As a member of the General Assembly, the representative is required to file an annual Statement of Financial Interest. One of the purposes of the Statement is the disclosure of gifts received by the legislator during the preceding year. Whether something is a "gift" and therefore subject to disclosure is not an easily identifiable matter, made more difficult by the statutory language of the laws listing the exceptions to the gift definition.
Ark. Code Ann. §21-8-402(5)(A) defines "gift" as any "payment, entertainment, advance, ... or anything of value." Under the law, its value must be at least $100, which is easily met in these fact circumstances. §21-8-402(5)(B) states that the term "gift" does not include:
(i)(a) Informational material such as books, ...informing a public servant regarding his or her official duties.
(b) Payment for travel or reimbursement for any expenses are not informational material.
(ii) The giving or receiving of food, lodging, or travel which bears a relationship to the public servant's office and when appearing in his official capacity.
While the wording of §402(5)(B)(i)(b) is clumsy and, on its face, inconsistent with §402(5)(B)(ii), when read together, the meaning appears clear that the statute intended that reimbursements for expenses is not the same as informational materials even if the material was received during an otherwise properly reported business trip. The cost of the informational materials received during the trip is not a gift, but the receipt of the trip is.

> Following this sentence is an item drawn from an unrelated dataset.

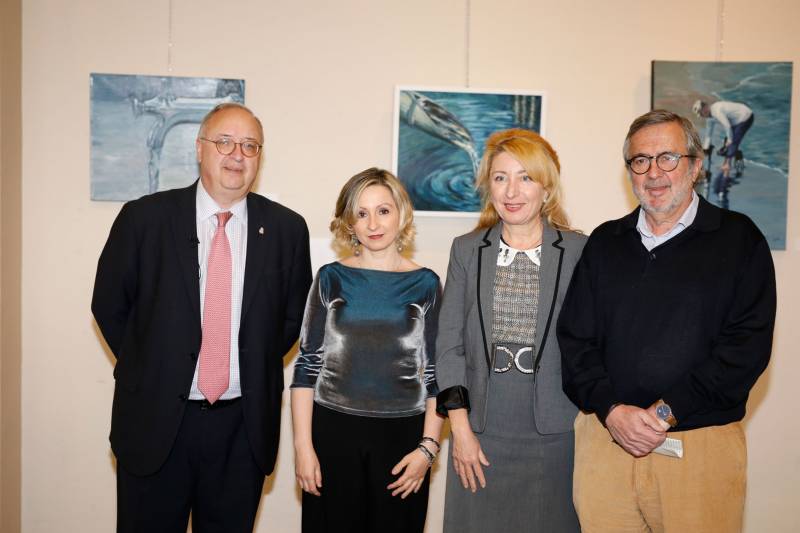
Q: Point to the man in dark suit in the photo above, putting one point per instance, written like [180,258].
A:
[199,293]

In the present case, the statute must be read to mean that payments for travel would typically be considered a gift unless the
payment bears a relationship to the servant's job as representative. Here the representative is being provided a trip, not because he is a representative, but because he works as an insurance agent in his private life. Therefore, the value and costs of this trip do not fall with the stated exceptions to the gift statute and must be reported as a gift on the Statement of Financial Interest.